WeRateDogs is a Twitter account that rates people's dogs with a humorous comment about the dog. These ratings almost always have a denominator of 10. The numerators, though? Almost always greater than 10. 11/10, 12/10, 13/10, etc. Why? Because "they're good dogs Brent." WeRateDogs has over 4 million followers and has received international media coverage. A series of data were gathered about some of the dogs on WeRateDogs page. Some of the information contained in the data are:
These information were analyzed, and I’ll be sharing with you, some interesting outcomes of my analysis.
Do you think, there is any correlation between favorite_count, retweet_count and rating numerator? I would have expected that any dog with a high rating should have a high retweet and/or favorite count. This however, was not the case. Below is a graphical representation between these variables:
import pandas as pd
import matplotlib.pyplot as plt
%matplotlib inline
import plotly.express as px
df = pd.read_csv('twitter_archive_master.csv')
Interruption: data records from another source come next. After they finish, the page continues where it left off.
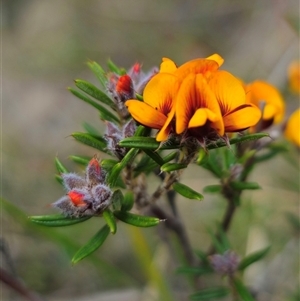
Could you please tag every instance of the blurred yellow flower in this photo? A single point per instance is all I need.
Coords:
(292, 129)
(263, 94)
(294, 76)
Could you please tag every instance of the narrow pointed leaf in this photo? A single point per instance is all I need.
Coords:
(212, 189)
(89, 140)
(187, 192)
(99, 72)
(212, 293)
(136, 220)
(116, 170)
(60, 167)
(106, 114)
(91, 129)
(146, 143)
(94, 92)
(56, 220)
(95, 242)
(242, 290)
(235, 140)
(168, 167)
(113, 67)
(154, 156)
(80, 160)
(117, 199)
(244, 185)
(110, 220)
(253, 257)
(128, 201)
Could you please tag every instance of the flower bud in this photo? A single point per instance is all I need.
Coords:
(72, 180)
(101, 197)
(79, 197)
(225, 264)
(94, 173)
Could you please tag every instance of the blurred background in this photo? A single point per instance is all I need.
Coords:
(45, 46)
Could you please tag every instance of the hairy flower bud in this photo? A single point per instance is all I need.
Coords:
(94, 173)
(101, 197)
(72, 180)
(225, 264)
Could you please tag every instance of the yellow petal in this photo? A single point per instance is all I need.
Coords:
(145, 114)
(194, 94)
(197, 66)
(160, 92)
(201, 116)
(292, 130)
(167, 66)
(228, 90)
(241, 118)
(217, 58)
(260, 91)
(165, 130)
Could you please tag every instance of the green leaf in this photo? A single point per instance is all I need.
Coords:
(116, 170)
(168, 167)
(56, 220)
(253, 257)
(195, 270)
(90, 129)
(114, 68)
(294, 220)
(154, 156)
(80, 160)
(89, 140)
(94, 243)
(60, 167)
(242, 290)
(136, 220)
(110, 220)
(106, 114)
(117, 199)
(94, 92)
(99, 72)
(244, 185)
(128, 201)
(210, 293)
(187, 192)
(213, 189)
(146, 143)
(235, 140)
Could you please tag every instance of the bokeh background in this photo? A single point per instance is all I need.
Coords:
(45, 46)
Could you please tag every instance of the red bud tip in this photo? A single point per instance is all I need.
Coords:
(124, 85)
(76, 198)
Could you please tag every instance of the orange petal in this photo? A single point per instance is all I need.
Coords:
(195, 94)
(196, 66)
(145, 114)
(201, 116)
(241, 118)
(217, 58)
(160, 92)
(165, 130)
(260, 91)
(292, 130)
(228, 89)
(167, 66)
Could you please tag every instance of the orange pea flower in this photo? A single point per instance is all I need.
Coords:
(198, 97)
(260, 92)
(292, 129)
(159, 96)
(294, 76)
#getting the correlation between retweet_count and favorite_count
fig = px.scatter(df, x="retweet_count", y="favorite_count", color="tweet_id",trendline="ols")
fig.show()
There is a strong correlation between these two values (retweet_count and favorite_count) with correlation coefficient of 0.86
Now, here's that of rating numerator against retweet_count
#getting the correlation between retweet_count and rating_numerator
fig = px.scatter(df, x="rating_numerator", y="retweet_count", color="tweet_id",trendline="ols")
fig.show()
There is a very weak correlation between rating_numerator and retweet_count with correlation coefficient of 0.08. A weak correlation can also be implied between rating numerator and favorite count since favorite count and retweet count are strongly correlated
A further review was done to check the dog with the highest and lowest favorite count.
The dog with the highest favorite count of 156,628 happened to be a Labrador_retriever, also with a high numerator of 13 against rating denominator of 10
While the dog with the lowest favorite count of 72 is an English_setter. On the contrary, this dog has a high numerator raing of 11 against denominator of 10. This further supports that there is a weak correlation between rating_numerator and favorite count.
The highest numerator rating in the data set is 14, and here's a list of the dog breeds on 14 list!:
Pembroke, Samoyed, French_bulldog, Chihuahua, black-and-tan_coonhound, bloodhound, golden_retriever, Bedlington_terrier, Rottweiler, Pomeranian, Irish_setter, Gordon_setter, standard_poodle, French_bulldog, golden_retriever, Eskimo_dog
That'll be all on the sumamry of my analysis